The wall at eight hundred
Postgres was fine until customer eight hundred and a sudden surge in cross-tenant analytics queries. Dashboard load times went from a comfortable four hundred milliseconds to seven seconds. The CPU was not the bottleneck; the I/O pattern was. Analytics queries scan; OLTP queries point-lookup. The two share an index strategy badly.
We tried partitioning. We tried materialised views. Both helped at the margins. Neither closed the gap on the queries that mattered.
Why ClickHouse
ClickHouse's columnar storage is a direct fit for analytics queries: scan a few columns across millions of rows. The ratio of speed-up on our representative workloads was between fifteen and forty times, depending on query shape. The trade-off is write amplification and a different operational story.

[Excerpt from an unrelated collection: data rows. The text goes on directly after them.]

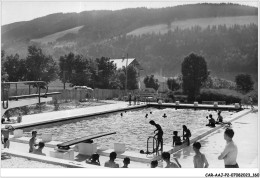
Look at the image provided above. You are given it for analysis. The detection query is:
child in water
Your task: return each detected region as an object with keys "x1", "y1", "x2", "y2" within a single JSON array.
[{"x1": 193, "y1": 142, "x2": 209, "y2": 168}]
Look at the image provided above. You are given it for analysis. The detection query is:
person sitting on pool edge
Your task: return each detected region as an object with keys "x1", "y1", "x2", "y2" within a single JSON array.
[
  {"x1": 149, "y1": 120, "x2": 163, "y2": 152},
  {"x1": 105, "y1": 151, "x2": 119, "y2": 168},
  {"x1": 151, "y1": 160, "x2": 158, "y2": 168},
  {"x1": 86, "y1": 153, "x2": 100, "y2": 166},
  {"x1": 193, "y1": 142, "x2": 209, "y2": 168},
  {"x1": 182, "y1": 125, "x2": 191, "y2": 146},
  {"x1": 162, "y1": 152, "x2": 181, "y2": 168},
  {"x1": 122, "y1": 157, "x2": 130, "y2": 168},
  {"x1": 206, "y1": 114, "x2": 216, "y2": 127},
  {"x1": 172, "y1": 131, "x2": 182, "y2": 146},
  {"x1": 29, "y1": 130, "x2": 38, "y2": 153},
  {"x1": 216, "y1": 111, "x2": 223, "y2": 124},
  {"x1": 32, "y1": 142, "x2": 46, "y2": 156}
]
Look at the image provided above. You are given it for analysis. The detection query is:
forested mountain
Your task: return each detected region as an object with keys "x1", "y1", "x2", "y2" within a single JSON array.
[{"x1": 1, "y1": 3, "x2": 258, "y2": 79}]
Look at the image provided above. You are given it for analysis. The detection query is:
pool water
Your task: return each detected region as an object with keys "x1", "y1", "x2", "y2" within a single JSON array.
[{"x1": 23, "y1": 108, "x2": 230, "y2": 152}]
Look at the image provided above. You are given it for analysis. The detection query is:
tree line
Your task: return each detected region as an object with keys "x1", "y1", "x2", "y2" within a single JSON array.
[
  {"x1": 1, "y1": 46, "x2": 138, "y2": 90},
  {"x1": 82, "y1": 24, "x2": 258, "y2": 76}
]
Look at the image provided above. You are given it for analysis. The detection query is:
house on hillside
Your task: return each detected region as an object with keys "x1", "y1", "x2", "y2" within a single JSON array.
[{"x1": 110, "y1": 58, "x2": 144, "y2": 89}]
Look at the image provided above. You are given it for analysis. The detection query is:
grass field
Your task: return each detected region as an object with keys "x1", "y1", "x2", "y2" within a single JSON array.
[
  {"x1": 127, "y1": 16, "x2": 257, "y2": 35},
  {"x1": 31, "y1": 26, "x2": 83, "y2": 44}
]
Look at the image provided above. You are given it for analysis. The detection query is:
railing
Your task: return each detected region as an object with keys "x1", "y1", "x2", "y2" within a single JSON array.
[{"x1": 146, "y1": 136, "x2": 158, "y2": 155}]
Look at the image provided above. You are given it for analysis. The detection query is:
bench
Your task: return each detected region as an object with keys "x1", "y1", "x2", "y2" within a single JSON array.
[
  {"x1": 8, "y1": 92, "x2": 61, "y2": 101},
  {"x1": 202, "y1": 101, "x2": 226, "y2": 105},
  {"x1": 57, "y1": 132, "x2": 116, "y2": 150}
]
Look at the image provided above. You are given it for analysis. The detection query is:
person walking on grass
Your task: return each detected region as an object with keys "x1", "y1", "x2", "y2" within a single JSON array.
[
  {"x1": 122, "y1": 157, "x2": 130, "y2": 168},
  {"x1": 105, "y1": 152, "x2": 119, "y2": 168},
  {"x1": 248, "y1": 96, "x2": 254, "y2": 110},
  {"x1": 32, "y1": 142, "x2": 46, "y2": 156},
  {"x1": 1, "y1": 125, "x2": 15, "y2": 148},
  {"x1": 218, "y1": 128, "x2": 239, "y2": 168},
  {"x1": 149, "y1": 120, "x2": 163, "y2": 152},
  {"x1": 182, "y1": 125, "x2": 191, "y2": 146},
  {"x1": 193, "y1": 142, "x2": 209, "y2": 168},
  {"x1": 86, "y1": 153, "x2": 100, "y2": 166}
]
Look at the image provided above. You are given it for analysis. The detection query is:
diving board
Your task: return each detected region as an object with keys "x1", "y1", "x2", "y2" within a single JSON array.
[
  {"x1": 57, "y1": 132, "x2": 116, "y2": 150},
  {"x1": 8, "y1": 92, "x2": 61, "y2": 101}
]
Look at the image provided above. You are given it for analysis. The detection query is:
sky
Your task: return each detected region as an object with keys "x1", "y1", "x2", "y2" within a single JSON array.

We kept Postgres as the source of truth and stream changes via CDC into ClickHouse. The transactional tier never sees an analytics query; the analytics tier never serves a write. Both are happier.
The migration plan that worked
Six weeks, three engineers, one rollback rehearsal. We migrated dashboards in slices: the simplest first, the cross-tenant rollups last. Every slice had a parallel-run window where the dashboard read from both tiers and the engineering team compared values. The single discrepancy we found was a timezone-handling bug we would have caught in production a quarter later.
The multi-entity payroll work uses some of the same patterns: row-level isolation on writes, materialised rollups on reads.
What we would do differently
Start the migration sooner. We waited too long, and customer-facing dashboards were degraded for two months before we shipped the first slice. We thought we could optimise our way out; we could not.